How Far Back Do Background Checks Go in Alaska?
Background checks are subject to the Fair Credit Reporting Act (FCRA), which only permits a review of the previous seven years. States may, however, enact legislation requiring more disclosures. Different background check laws apply in many states when employees will be working with children or the elderly. To determine what will be part of your background check, you must review the laws of your particular state.
Act on Fair Credit Reporting (FCRA)
The Fair Credit Reporting Act (FCRA), which was passed in 1970, was created to safeguard the confidentiality of consumer data gathered by CRAs. The types of information that can be gathered by CRAs and used by employers on employment background checks are subject to a number of regulations under the FCRA.

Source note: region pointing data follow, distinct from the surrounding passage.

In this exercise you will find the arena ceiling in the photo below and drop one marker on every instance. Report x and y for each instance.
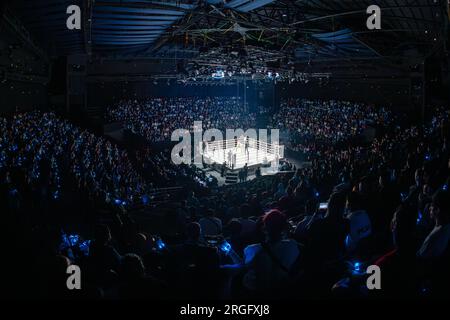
(302, 31)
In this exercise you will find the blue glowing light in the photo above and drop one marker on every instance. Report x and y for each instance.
(73, 239)
(419, 217)
(160, 245)
(225, 247)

In every state, including Alaska, CRAs and employers must abide by the FCRA. Employers are prohibited by the FCRA from disclosing details of arrests that took place seven years ago or more and did not result in convictions. In addition, information about liens, civil lawsuits, bankruptcies, and collections that is older than seven years is not permitted to be reported.

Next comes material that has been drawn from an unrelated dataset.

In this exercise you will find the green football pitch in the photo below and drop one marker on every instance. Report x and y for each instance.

These limitations are subject to a salary cap. The information can be reported if the positions you’re hiring for pay $75,000 or more. Regardless of age or offered salary, information about criminal convictions may be disclosed.
In Alaska, employers are required to give applicants written notice before running a pre-employment background check. Additionally, prior to conducting any research, they must have each applicant’s written consent.
How to Obtain Public Records in Alaska on a Background Check
You’ll probably need to submit a public records request, which must contain the following information regardless of which agency has the records:
- your name and e-mail address
- The full description of the document, including the date, author, and other information.
- a date by which you’d like to get the materials
- Document delivery via email, UPS, or another method
The opening hours of each public records office vary. Always call the office nearest you before making a request in person.
Sites that can help you perform a background check process in Alaska are iprospectcheck.com, backgroundchecks.com, backgroundchecks.org, alaska.staterecords.org, thekolemangroupscreen.com, health.alaska.gov.
These are options that are available on an Alaska background check online. Covered here are the points you should be aware of before embarking on your background check process.